Abstract

Acute liver failure is a potentially devastating clinical syndrome that, without liver transplantation (Tx), is associated with high mortality. Rapid deterioration in clinical status and a shortage of deceased human organs prohibits liver Tx in many patients. Bridging to liver Tx has been attempted by various approaches, for example, bioartificial liver support, extracorporeal pig liver perfusion, and hepatocyte Tx, but none of these approaches has convincingly improved patient survival. The orthotopic Tx of a genetically engineered pig liver could theoretically provide successful bridging. Immediate availability, perfect metabolic condition, adequate size-match and hepatocyte mass, and freedom from potentially pathogenic microorganisms could be assured.

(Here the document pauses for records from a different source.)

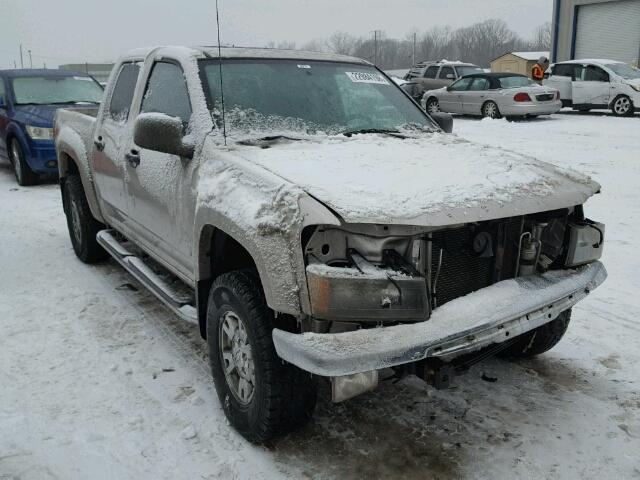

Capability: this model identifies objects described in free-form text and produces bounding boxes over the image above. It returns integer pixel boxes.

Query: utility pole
[373,30,378,65]
[411,32,416,67]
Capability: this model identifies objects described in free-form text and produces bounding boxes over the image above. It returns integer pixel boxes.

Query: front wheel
[482,101,502,118]
[207,270,316,443]
[611,95,633,117]
[11,138,38,187]
[425,97,440,113]
[499,309,571,358]
[63,175,108,263]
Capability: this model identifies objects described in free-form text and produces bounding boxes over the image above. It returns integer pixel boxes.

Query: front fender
[56,126,104,223]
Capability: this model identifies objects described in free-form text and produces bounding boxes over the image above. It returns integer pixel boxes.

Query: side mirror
[429,112,453,133]
[133,113,194,158]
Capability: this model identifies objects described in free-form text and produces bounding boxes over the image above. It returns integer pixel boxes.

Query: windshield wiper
[342,128,407,138]
[237,135,302,148]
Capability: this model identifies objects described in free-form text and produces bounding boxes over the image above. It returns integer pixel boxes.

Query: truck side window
[109,63,140,122]
[439,67,456,79]
[584,65,609,82]
[424,65,439,78]
[141,62,191,124]
[0,77,7,107]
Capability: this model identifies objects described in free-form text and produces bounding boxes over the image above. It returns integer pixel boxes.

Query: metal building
[551,0,640,66]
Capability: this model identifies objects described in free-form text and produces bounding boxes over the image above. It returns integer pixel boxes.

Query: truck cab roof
[122,45,371,65]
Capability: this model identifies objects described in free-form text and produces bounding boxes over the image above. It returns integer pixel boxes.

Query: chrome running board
[96,230,198,324]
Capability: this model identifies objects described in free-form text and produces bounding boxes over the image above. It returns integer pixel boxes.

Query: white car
[421,73,562,118]
[543,59,640,116]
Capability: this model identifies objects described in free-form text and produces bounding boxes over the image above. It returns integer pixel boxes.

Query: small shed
[491,52,549,77]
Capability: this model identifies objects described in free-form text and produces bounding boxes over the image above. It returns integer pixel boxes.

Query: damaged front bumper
[273,261,607,377]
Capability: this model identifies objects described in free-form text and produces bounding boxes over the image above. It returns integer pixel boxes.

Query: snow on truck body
[56,47,606,441]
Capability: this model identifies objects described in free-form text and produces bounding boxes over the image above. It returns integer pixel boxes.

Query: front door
[0,77,9,157]
[438,77,472,113]
[571,65,611,107]
[91,62,141,223]
[125,61,195,277]
[460,77,489,115]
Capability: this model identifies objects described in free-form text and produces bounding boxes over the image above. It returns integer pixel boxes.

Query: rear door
[91,62,141,223]
[125,59,195,277]
[0,75,9,156]
[572,64,611,107]
[460,77,489,115]
[542,63,582,103]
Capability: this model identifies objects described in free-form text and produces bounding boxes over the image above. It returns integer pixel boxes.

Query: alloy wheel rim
[614,97,631,115]
[218,311,256,405]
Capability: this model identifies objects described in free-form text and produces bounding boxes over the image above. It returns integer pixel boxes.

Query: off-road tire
[207,270,317,444]
[499,309,571,358]
[9,138,38,187]
[482,100,502,119]
[611,95,635,117]
[424,97,440,113]
[62,175,109,263]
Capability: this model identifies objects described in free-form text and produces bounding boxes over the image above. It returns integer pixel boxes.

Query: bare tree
[268,19,551,69]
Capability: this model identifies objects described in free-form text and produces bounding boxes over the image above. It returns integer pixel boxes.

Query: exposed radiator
[431,227,495,306]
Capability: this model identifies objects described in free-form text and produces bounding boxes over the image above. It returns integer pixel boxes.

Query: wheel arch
[195,223,300,338]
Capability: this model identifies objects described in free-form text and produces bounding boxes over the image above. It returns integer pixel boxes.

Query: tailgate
[273,262,607,377]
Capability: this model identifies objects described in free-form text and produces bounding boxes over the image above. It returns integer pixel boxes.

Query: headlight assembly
[26,125,53,140]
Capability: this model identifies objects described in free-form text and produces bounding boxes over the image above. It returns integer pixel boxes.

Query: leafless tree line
[267,19,551,69]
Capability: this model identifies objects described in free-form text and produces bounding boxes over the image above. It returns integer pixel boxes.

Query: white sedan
[421,73,562,118]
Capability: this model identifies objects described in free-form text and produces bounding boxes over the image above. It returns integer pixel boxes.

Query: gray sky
[0,0,553,68]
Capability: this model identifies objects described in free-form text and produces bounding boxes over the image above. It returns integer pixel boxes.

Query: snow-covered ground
[0,110,640,480]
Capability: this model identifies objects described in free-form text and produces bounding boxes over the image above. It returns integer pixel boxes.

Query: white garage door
[575,0,640,63]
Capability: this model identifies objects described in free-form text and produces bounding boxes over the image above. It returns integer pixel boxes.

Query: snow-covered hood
[235,133,600,226]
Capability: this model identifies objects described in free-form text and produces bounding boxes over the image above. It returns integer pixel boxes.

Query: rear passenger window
[109,63,140,122]
[440,67,456,79]
[141,62,191,124]
[424,66,440,78]
[553,63,581,78]
[469,77,489,91]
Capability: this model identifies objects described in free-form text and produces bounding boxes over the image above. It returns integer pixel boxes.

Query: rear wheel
[611,95,633,117]
[63,175,108,263]
[499,309,571,358]
[425,97,440,113]
[11,138,38,187]
[482,100,502,118]
[207,270,316,443]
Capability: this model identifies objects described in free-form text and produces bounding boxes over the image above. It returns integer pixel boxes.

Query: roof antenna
[216,0,227,147]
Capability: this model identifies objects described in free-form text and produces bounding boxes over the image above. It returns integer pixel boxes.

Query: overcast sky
[0,0,553,68]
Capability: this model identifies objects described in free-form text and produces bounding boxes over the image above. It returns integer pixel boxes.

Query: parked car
[542,60,640,116]
[55,47,606,442]
[0,69,103,185]
[421,73,562,118]
[402,60,483,101]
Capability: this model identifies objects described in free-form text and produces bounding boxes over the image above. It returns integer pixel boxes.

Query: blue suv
[0,69,103,185]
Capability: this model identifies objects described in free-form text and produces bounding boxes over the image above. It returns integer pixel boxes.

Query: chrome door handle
[124,150,140,168]
[93,137,104,152]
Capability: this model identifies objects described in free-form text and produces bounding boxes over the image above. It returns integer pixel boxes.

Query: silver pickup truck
[54,47,606,442]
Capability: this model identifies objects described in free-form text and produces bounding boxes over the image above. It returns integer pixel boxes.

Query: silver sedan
[421,73,562,118]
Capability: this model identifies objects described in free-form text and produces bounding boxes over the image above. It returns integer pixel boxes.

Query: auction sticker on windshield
[344,72,389,85]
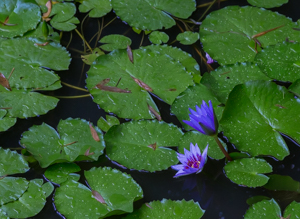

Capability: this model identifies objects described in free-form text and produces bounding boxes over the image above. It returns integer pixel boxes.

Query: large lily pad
[220,81,300,160]
[20,118,105,168]
[87,47,193,119]
[200,6,299,65]
[104,120,183,172]
[0,0,41,37]
[112,0,196,30]
[125,199,205,219]
[201,63,270,104]
[255,42,300,82]
[224,158,272,187]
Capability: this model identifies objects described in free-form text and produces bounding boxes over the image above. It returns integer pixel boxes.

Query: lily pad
[0,0,41,37]
[99,34,131,51]
[104,121,183,172]
[178,131,227,160]
[149,31,169,44]
[77,0,112,17]
[171,84,224,130]
[247,0,289,8]
[20,118,105,168]
[201,63,270,104]
[0,147,29,176]
[200,6,299,65]
[255,42,300,82]
[220,81,300,160]
[244,199,281,219]
[224,158,272,186]
[176,31,199,45]
[87,47,193,119]
[124,199,205,219]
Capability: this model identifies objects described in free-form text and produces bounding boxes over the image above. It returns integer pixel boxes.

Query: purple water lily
[171,143,208,178]
[183,100,219,136]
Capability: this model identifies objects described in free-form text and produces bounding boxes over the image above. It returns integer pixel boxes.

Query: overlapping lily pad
[20,118,105,168]
[220,81,300,160]
[111,0,196,30]
[125,199,205,219]
[200,6,299,65]
[104,120,183,172]
[224,158,272,187]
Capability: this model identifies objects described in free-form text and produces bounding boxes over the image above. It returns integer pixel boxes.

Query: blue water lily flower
[183,100,219,136]
[171,143,208,177]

The advantages and disadvantages of bridging by pig liver Tx compared with other approaches are discussed. The selection of patients for an initial clinical trial of pig liver Tx would be similar to that of various prior trials in patients experiencing rapid and severe deterioration in liver function. The ability to give truly informed consent for a pig bridging procedure at the time of listing for liver Tx renders the patient with acute-on-chronic liver failure or primary allograft failure is a preferable candidate for this procedure than a patient who is admitted urgently with acute (fulminant) liver failure in whom consent may not be possible. Although several barriers to successful pig organ xenoTx remain, for example, coagulation dysfunction between pig and primate, if these can be resolved by further genetic engineering of the organ-source pigs, a pig liver may prove life saving to patients dying rapidly of liver failure.